O recurso foi admitido.
Não foi apresentada resposta.
Nesta Relação, a Exmª Procuradora-geral Adjunta emitiu parecer no qual manifestou concordância com os argumentos aduzidos pelo MºPº na 1ª instância, pronunciando-se no sentido da procedência do recurso.
Foi cumprido o disposto no nº 2 do art. 417º C.P.P., sem que tivesse sido apresentada resposta.
Colhidos os vistos, foram os autos submetidos à conferência.
Cumpre decidir.


2.Fundamentação
No acórdão recorrido foram considerados como provados os seguintes factos ( sendo nossa a respectiva numeração ) :

1. Desde o dia 22 de Junho de 2012 até ao dia 3 de Outubro de 2012, o arguido A dedicou-se à venda de CANABIS RESINA (vulgarmente conhecido por haxixe), fazendo-o directamente a consumidores que o procuraram para o efeito, na (…), em Setúbal, mais propriamente, junto do estabelecimento comercial “(…)” ou nas imediações do mesmo, mediante quantitativos monetários previamente estabelecidos.
2. Tais transacções foram realizadas durante o período em que o arguido permanecia na esplanada da “ (…)” assim como nas traseiras do referido estabelecimento comercial, em doses de cannabis resina (haxixe) individuais que eram previamente cortadas em forma de placas/ tiras e devidamente acondicionadas pelo arguido, em pedaços de papel, que este guardava no interior das calças que trazia vestidas.
3. No âmbito da referida actividade o arguido usou como ponto de venda de produto estupefaciente o estabelecimento comercial “(…)”, que se encontra localizado a cerca de 100/150m da sua residência sita na (…) em Setúbal, utilizando para deslocação a sua viatura automóvel, marca RENAULT, modelo BA MEGANE, com a matrícula (…), que se encontrava parqueada junto das imediações da Praceta (…), onde também guardava o produto estupefaciente que posteriormente, vendia.

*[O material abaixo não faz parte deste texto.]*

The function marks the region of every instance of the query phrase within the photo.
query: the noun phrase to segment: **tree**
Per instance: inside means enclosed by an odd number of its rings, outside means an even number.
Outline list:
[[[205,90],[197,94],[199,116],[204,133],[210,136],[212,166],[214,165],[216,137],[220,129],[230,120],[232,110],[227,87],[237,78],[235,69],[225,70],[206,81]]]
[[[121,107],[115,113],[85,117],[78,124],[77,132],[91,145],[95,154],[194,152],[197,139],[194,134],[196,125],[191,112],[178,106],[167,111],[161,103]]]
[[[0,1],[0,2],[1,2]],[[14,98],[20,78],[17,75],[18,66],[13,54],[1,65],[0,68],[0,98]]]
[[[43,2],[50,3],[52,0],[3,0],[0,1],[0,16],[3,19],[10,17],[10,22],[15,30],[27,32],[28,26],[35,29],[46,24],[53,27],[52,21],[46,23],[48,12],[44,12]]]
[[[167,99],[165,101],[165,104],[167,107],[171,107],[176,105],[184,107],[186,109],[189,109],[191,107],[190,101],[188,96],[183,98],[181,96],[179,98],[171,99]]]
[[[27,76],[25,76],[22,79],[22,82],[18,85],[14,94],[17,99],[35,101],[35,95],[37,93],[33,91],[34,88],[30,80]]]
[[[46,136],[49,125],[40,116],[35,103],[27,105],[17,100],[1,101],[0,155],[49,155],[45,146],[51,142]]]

4. Na concretização da referida actividade, no dia 05 de Julho de 2012, o arguido A, estacionou o seu veículo automóvel, junto da Praceta (…) em Setúbal, dirigindo-se para o interior da Praceta onde fica situado o estabelecimento comercial “ (…)”.
5. Nessa altura, surgiu do interior da referida praceta pessoa do sexo feminino, que abordou o arguido o qual parou, entregando-lhe um pedaço de Haxixe que trazia consigo.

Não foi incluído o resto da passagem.